4) Encouraging Inefficiency

One of the primary criticisms that caste-based reservations faced, even from liberal quarters, was that it would lead to an inefficient bureaucracy. During the Mandal Commission debates, it was impossible for critics to separate caste from party-politics and it was often seen as a populist measure that would not yield any benefits for the nation.

“The most popular argument against reservation is that it would encourage inefficiency which already is high in our system. Irrespective of how the states with and without reservations for other backward classes (OBC) have performed with regard to their levels of efficiency in public management, it must be granted that any reservation based on social or historical criteria affects efficiency adversely. However, this is a cost our society must pay for a few years, perhaps a few decades if it has to have any pretence of undoing the effects of social and economic exploitation of the masses by a handful minority for over thousands of years. Unless one believes in a genetic theory of inefficiency and corruption linking these. to the backward classes only, there is no reason, why our society should not be able to get over this transitionary problem.”

5) Propagating Sub-nationalism

Another charge against caste-based reservation and its implementation was that it would be against national unity. Granting quotas by caste, it was argued, would escalate caste-based divisiveness and encourage sub-nationalisms by allowing them to be articulated in electoral politics. This was despite the fact that in 43 years of independence then, backward castes who comprised 52% of the population only had 4.5% share of government jobs, as Balraj Puri had pointed out.

“The Mandal Commission is being condemned by the intelligentsia, above all, for what is being called its divisive role. It is in keeping with the current elite thinking that distrusts all anti-national identities as indicated by the contemptuous sense in which terms like regionalism, communalism, casteism and tribalism are used. In practice, sub-national identities are becoming more and more assertive and all those who are in the business of politics recognise and cultivate them. Even in the advanced democracies of the west, parties make conscious efforts to carve out their respective constituencies among different ethnic groups. This practice is sanctioned by what are called post-modern theories of politics which recognise ethnic identity as a basic human urge.” ​​

6) Why Reservations NEED to be Caste-Based

Despite the flood of resistance from several quarters, what could be the logic behind caste-based reservations? Gail Omvedt argues that the objective of caste-based reservations is to remove caste-monopoly in access to social resources. She suggests that the discourse of reservation is forcibly turned towards economic criteria because upper-castes want to “avoid dealing with caste”. Furthermore, she lays out the specific outcome that can be expected from caste-based reservations.

“Caste-based reservations cannot remove poverty, cannot end economic exploitation; they cannot "uplift the poor”. They can only make some of the poor, non-poor. (It has to be stressed that this is also true for reservations based on economic criteria, which is why the class organisations of the poor have never demanded them).
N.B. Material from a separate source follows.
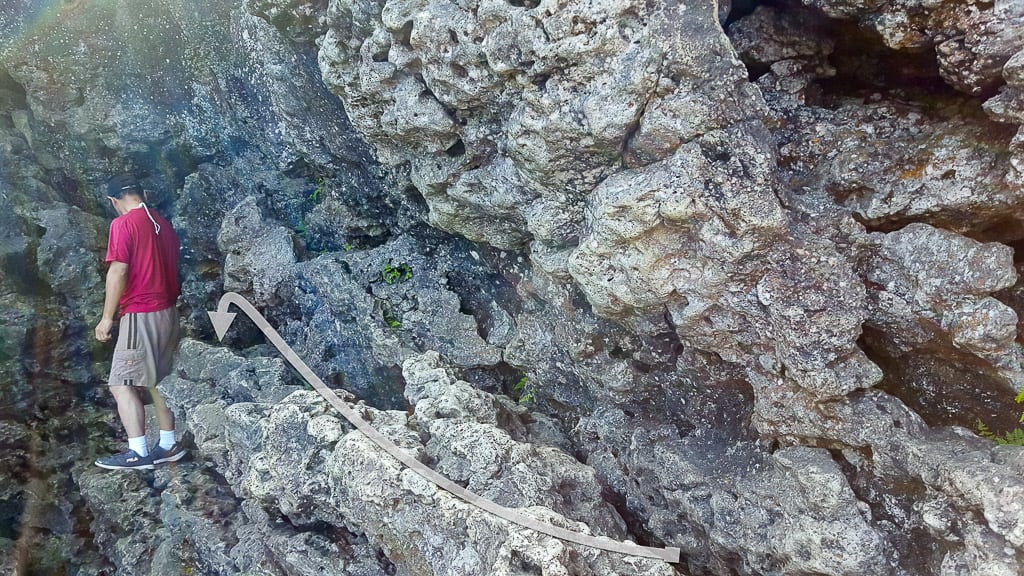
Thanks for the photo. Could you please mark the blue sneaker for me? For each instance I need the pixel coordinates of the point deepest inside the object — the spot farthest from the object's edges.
(172, 454)
(126, 460)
What they can do is end the caste- monopoly of organised sector jobs, especially of the public sector. This is a caste monopoly of the twice-born, most predominantly Brahmans, and as many have pointed out, including S S Gill, secretary of the Mandal Commission, it is a caste monopoly that has arisen out of a heritage of thousands of years of caste reservation in India in which Shudras and ati-Shudras were forbidden access to power, wealth and status. Destroying or lessening this caste-monopoly helps to create a middle class section among castes that are largely poor - a fact that is sometimes used as a charge against caste reservations, but in fact it is inevitable and progressive to the extent that it breaks up the correlation of 'caste and class'. This itself will not end casteism but it may be a necessary condition for doing so.”